We run a Kafka cluster in Kubernetes based on the gcr.io/google_containers/kubernetes-kafka:1.0-10.2.1
docker image with the zookeeper backend using gcr.io/google_containers/kubernetes-zookeeper:1.0-3.4.10
with three instances of both kafka and zookeeper.
We have a few different consumer groups that both consume and produces data on three different topics.
Behaviour: Sometimes a consumer group will set their offset for a topic on a partition to -1 and from then on stop consuming on that topic all together. If we restart our consumers we might see them setting their offset to the latest offset, which might mean that the consumer has missed messages in the time between it going to -1 and being restarted.
I'm having issues finding why a consumer group would ever set its offset to -1 and why it would do so "randomly" after days of uptime. Is there any logical explanation to why Kafka would set this offset for a certain consumer? Cannot see anything in our actual consumers that indicates that they explicitly are doing this.

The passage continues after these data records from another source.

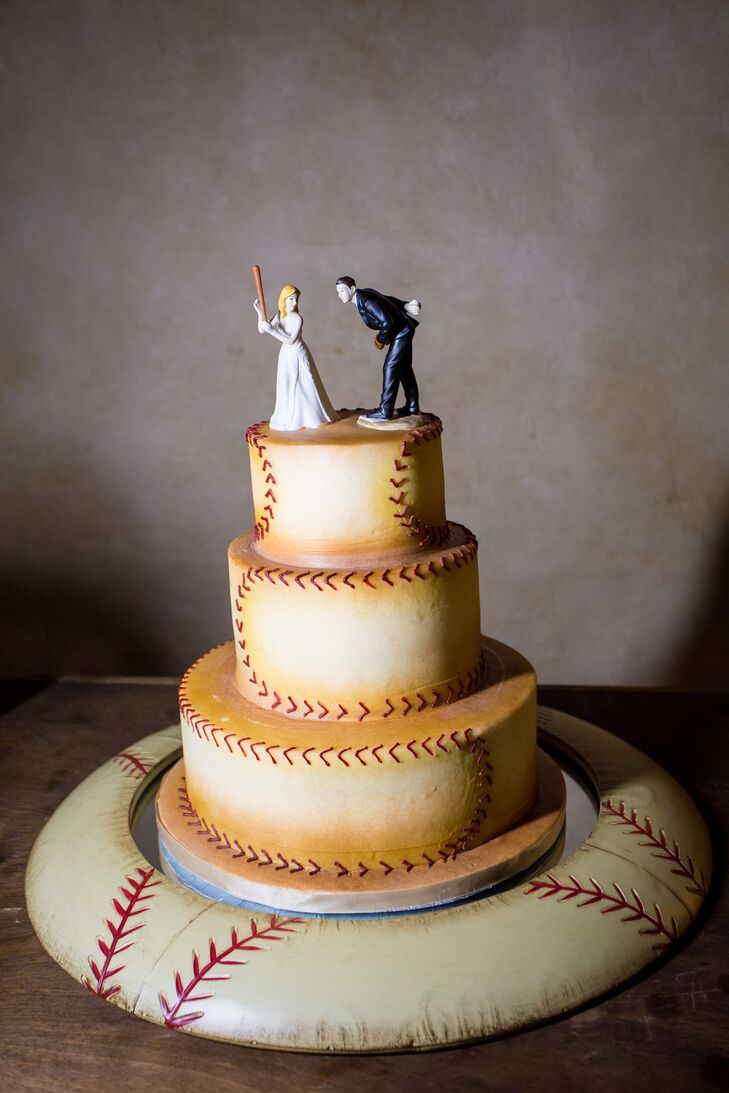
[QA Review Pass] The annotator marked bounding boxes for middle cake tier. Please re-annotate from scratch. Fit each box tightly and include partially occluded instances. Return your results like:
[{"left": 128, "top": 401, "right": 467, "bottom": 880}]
[{"left": 228, "top": 524, "right": 483, "bottom": 721}]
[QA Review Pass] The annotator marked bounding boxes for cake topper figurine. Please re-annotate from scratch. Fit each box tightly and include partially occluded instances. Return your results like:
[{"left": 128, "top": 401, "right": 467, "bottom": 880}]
[
  {"left": 252, "top": 266, "right": 337, "bottom": 432},
  {"left": 337, "top": 277, "right": 421, "bottom": 423}
]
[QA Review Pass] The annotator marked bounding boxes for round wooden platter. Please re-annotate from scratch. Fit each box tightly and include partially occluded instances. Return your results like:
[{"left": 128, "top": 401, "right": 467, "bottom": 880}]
[{"left": 26, "top": 709, "right": 712, "bottom": 1053}]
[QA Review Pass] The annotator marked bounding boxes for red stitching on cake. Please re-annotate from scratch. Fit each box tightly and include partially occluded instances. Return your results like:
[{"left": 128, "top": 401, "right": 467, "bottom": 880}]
[
  {"left": 228, "top": 550, "right": 483, "bottom": 721},
  {"left": 158, "top": 915, "right": 304, "bottom": 1029},
  {"left": 81, "top": 866, "right": 160, "bottom": 999},
  {"left": 173, "top": 729, "right": 492, "bottom": 878},
  {"left": 246, "top": 422, "right": 277, "bottom": 542},
  {"left": 600, "top": 798, "right": 706, "bottom": 896},
  {"left": 526, "top": 873, "right": 679, "bottom": 950},
  {"left": 113, "top": 752, "right": 154, "bottom": 780}
]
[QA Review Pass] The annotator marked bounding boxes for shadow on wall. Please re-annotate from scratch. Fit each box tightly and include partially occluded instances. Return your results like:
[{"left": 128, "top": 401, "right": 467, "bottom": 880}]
[
  {"left": 663, "top": 489, "right": 729, "bottom": 691},
  {"left": 0, "top": 453, "right": 168, "bottom": 678}
]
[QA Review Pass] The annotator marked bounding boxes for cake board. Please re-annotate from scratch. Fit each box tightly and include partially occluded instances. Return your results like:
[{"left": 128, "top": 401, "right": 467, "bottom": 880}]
[{"left": 26, "top": 709, "right": 712, "bottom": 1053}]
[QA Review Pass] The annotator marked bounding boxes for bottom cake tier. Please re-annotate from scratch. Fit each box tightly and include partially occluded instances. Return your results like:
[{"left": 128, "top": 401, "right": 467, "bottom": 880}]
[{"left": 157, "top": 638, "right": 537, "bottom": 884}]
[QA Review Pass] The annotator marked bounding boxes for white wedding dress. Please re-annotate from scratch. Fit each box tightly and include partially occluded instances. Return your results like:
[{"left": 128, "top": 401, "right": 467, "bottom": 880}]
[{"left": 269, "top": 318, "right": 337, "bottom": 431}]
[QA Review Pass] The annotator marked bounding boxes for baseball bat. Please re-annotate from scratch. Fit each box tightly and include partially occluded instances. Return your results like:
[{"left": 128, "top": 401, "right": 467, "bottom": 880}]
[{"left": 252, "top": 266, "right": 268, "bottom": 322}]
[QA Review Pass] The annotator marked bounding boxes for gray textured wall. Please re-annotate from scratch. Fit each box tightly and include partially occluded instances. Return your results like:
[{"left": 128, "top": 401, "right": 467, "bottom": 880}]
[{"left": 0, "top": 0, "right": 729, "bottom": 685}]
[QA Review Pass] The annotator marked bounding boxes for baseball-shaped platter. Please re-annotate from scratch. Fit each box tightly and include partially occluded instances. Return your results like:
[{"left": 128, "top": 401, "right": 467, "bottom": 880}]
[{"left": 26, "top": 709, "right": 712, "bottom": 1053}]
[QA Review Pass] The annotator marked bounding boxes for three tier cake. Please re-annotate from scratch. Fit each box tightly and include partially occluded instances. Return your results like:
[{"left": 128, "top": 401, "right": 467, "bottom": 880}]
[{"left": 157, "top": 415, "right": 562, "bottom": 912}]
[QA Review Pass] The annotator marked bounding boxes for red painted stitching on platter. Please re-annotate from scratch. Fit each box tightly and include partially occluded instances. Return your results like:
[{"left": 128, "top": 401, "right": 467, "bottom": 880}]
[
  {"left": 225, "top": 542, "right": 485, "bottom": 721},
  {"left": 81, "top": 866, "right": 160, "bottom": 999},
  {"left": 158, "top": 915, "right": 304, "bottom": 1029},
  {"left": 177, "top": 728, "right": 493, "bottom": 878},
  {"left": 113, "top": 752, "right": 154, "bottom": 780},
  {"left": 246, "top": 422, "right": 278, "bottom": 542},
  {"left": 600, "top": 799, "right": 706, "bottom": 896},
  {"left": 525, "top": 873, "right": 679, "bottom": 951}
]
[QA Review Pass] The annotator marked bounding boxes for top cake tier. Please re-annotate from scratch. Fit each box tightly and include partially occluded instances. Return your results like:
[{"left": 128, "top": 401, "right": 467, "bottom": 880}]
[{"left": 246, "top": 413, "right": 448, "bottom": 565}]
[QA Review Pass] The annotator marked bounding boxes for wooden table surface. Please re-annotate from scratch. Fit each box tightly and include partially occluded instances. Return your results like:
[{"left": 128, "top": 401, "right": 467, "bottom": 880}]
[{"left": 0, "top": 681, "right": 729, "bottom": 1093}]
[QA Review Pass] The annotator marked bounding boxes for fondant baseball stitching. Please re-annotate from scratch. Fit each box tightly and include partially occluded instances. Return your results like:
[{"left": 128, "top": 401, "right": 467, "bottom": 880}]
[
  {"left": 177, "top": 729, "right": 493, "bottom": 879},
  {"left": 525, "top": 873, "right": 679, "bottom": 951},
  {"left": 388, "top": 418, "right": 450, "bottom": 555},
  {"left": 600, "top": 798, "right": 706, "bottom": 896},
  {"left": 178, "top": 653, "right": 494, "bottom": 767},
  {"left": 81, "top": 867, "right": 160, "bottom": 999},
  {"left": 246, "top": 422, "right": 278, "bottom": 542},
  {"left": 113, "top": 752, "right": 153, "bottom": 780},
  {"left": 158, "top": 915, "right": 304, "bottom": 1029},
  {"left": 222, "top": 542, "right": 485, "bottom": 721}
]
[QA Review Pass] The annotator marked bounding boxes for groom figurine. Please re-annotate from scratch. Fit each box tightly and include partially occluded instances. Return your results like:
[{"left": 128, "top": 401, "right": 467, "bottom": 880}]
[{"left": 337, "top": 277, "right": 421, "bottom": 422}]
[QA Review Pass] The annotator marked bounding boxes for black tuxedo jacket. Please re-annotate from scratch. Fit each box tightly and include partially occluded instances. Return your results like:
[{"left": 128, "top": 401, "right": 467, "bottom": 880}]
[{"left": 354, "top": 289, "right": 419, "bottom": 345}]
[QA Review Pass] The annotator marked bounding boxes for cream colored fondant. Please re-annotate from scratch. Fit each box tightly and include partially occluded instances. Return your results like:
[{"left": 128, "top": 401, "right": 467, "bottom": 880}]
[
  {"left": 174, "top": 640, "right": 536, "bottom": 871},
  {"left": 228, "top": 526, "right": 481, "bottom": 720},
  {"left": 172, "top": 415, "right": 537, "bottom": 905},
  {"left": 247, "top": 415, "right": 446, "bottom": 566}
]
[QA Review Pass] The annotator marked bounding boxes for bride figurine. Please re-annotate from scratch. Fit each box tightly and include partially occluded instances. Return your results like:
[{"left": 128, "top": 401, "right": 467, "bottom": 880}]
[{"left": 254, "top": 284, "right": 337, "bottom": 431}]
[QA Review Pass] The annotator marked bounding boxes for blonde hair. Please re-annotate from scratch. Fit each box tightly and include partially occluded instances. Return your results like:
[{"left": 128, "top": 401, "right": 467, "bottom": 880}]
[{"left": 279, "top": 284, "right": 301, "bottom": 319}]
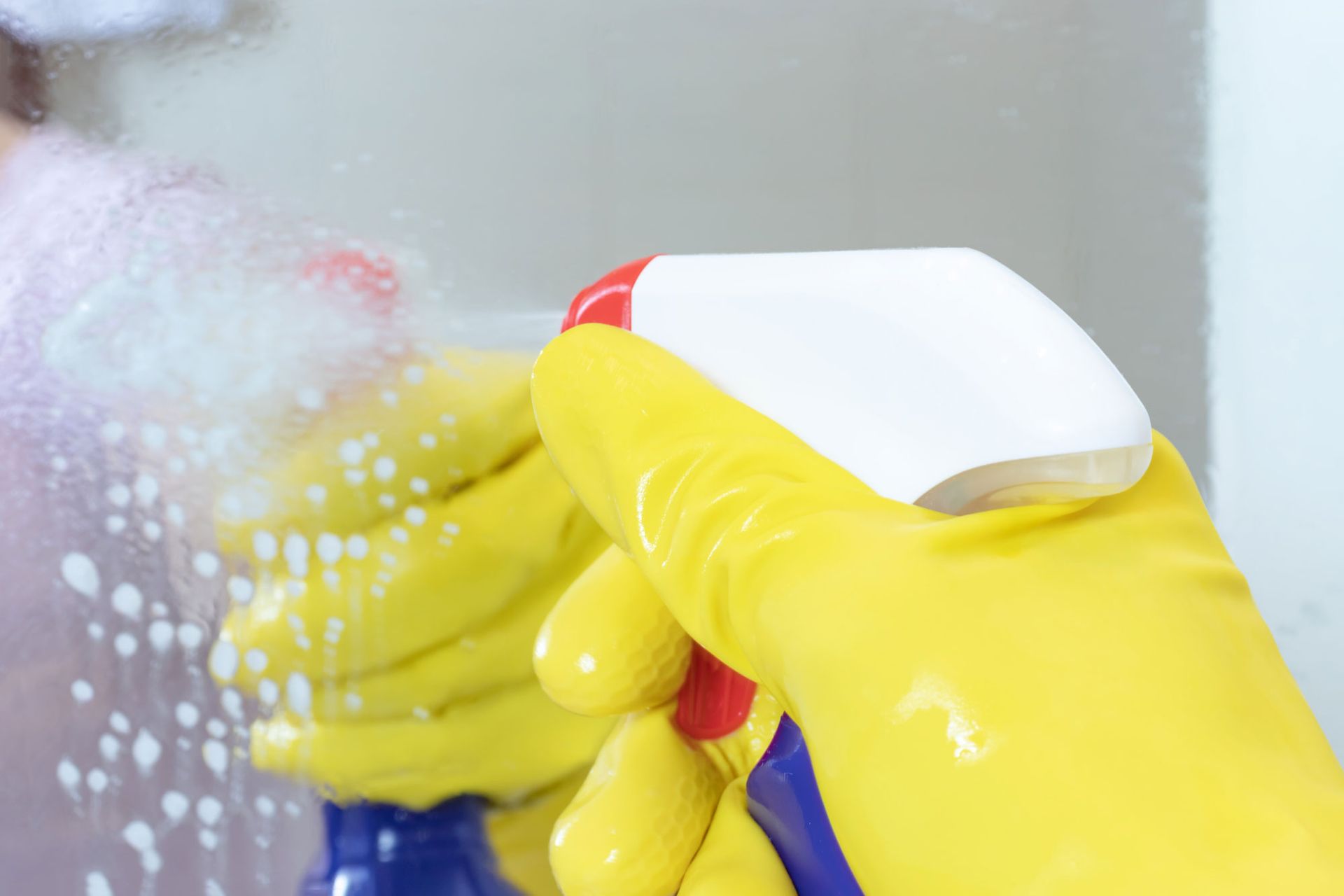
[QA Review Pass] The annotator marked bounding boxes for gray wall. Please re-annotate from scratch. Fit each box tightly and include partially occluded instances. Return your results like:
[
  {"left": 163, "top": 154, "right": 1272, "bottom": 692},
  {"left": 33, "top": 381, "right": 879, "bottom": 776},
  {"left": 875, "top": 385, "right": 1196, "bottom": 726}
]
[{"left": 55, "top": 0, "right": 1207, "bottom": 477}]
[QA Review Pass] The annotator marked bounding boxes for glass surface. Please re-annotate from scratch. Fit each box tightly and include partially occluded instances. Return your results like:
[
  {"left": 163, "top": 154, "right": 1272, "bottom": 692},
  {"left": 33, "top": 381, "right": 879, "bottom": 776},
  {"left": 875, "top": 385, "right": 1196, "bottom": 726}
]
[{"left": 0, "top": 0, "right": 1344, "bottom": 896}]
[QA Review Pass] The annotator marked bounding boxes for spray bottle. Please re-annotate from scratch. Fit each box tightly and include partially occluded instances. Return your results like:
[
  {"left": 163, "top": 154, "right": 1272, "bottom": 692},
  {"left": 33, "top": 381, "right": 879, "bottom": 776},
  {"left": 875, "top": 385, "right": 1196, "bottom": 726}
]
[{"left": 564, "top": 248, "right": 1152, "bottom": 896}]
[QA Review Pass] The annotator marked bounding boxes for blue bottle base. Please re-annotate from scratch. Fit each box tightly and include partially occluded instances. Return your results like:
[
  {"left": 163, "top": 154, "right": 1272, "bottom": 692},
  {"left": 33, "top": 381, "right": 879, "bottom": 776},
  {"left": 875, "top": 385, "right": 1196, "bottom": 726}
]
[
  {"left": 748, "top": 716, "right": 863, "bottom": 896},
  {"left": 298, "top": 797, "right": 524, "bottom": 896}
]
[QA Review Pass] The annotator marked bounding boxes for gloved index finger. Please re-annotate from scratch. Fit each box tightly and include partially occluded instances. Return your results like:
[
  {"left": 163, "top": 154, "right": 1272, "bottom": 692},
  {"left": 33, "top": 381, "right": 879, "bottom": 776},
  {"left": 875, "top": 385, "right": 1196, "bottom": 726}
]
[{"left": 532, "top": 323, "right": 919, "bottom": 674}]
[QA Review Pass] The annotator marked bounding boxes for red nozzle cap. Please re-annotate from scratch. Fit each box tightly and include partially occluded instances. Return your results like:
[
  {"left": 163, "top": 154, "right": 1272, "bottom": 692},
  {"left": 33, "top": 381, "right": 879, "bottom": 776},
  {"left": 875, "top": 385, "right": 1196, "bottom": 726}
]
[
  {"left": 561, "top": 255, "right": 755, "bottom": 740},
  {"left": 561, "top": 255, "right": 657, "bottom": 333},
  {"left": 676, "top": 645, "right": 755, "bottom": 740}
]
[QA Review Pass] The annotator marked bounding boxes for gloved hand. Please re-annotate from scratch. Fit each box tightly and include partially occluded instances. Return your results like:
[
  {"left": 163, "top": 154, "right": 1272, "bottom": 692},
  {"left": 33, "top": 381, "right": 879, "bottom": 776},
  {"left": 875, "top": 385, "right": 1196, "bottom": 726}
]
[
  {"left": 210, "top": 352, "right": 610, "bottom": 892},
  {"left": 533, "top": 545, "right": 793, "bottom": 896},
  {"left": 532, "top": 325, "right": 1344, "bottom": 895}
]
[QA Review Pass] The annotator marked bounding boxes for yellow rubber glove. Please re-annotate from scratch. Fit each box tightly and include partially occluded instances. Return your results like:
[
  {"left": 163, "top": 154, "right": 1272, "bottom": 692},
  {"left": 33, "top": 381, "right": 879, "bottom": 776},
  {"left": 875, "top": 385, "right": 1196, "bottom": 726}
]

We are currently having consumers both running in golang
and in Node.js
, where all are facing this issue, so our current assumption is that this issue does not have to do with our consumers, but rather with our Kafka setup.
The default offset retention policy offsets.retention.minutes
used to be 1 day and in older Kafka versions the offset got wiped out even for active consumers. Fixed with KIP-211
We originally discovered this with Kafka 0.10.2.1, a few select topics lost the consumer group offsets (i.e., turned to -1) because no messages arrived on the topic for a couple of days and the offset retention policy kicked in and wiped out offsets for active consumers.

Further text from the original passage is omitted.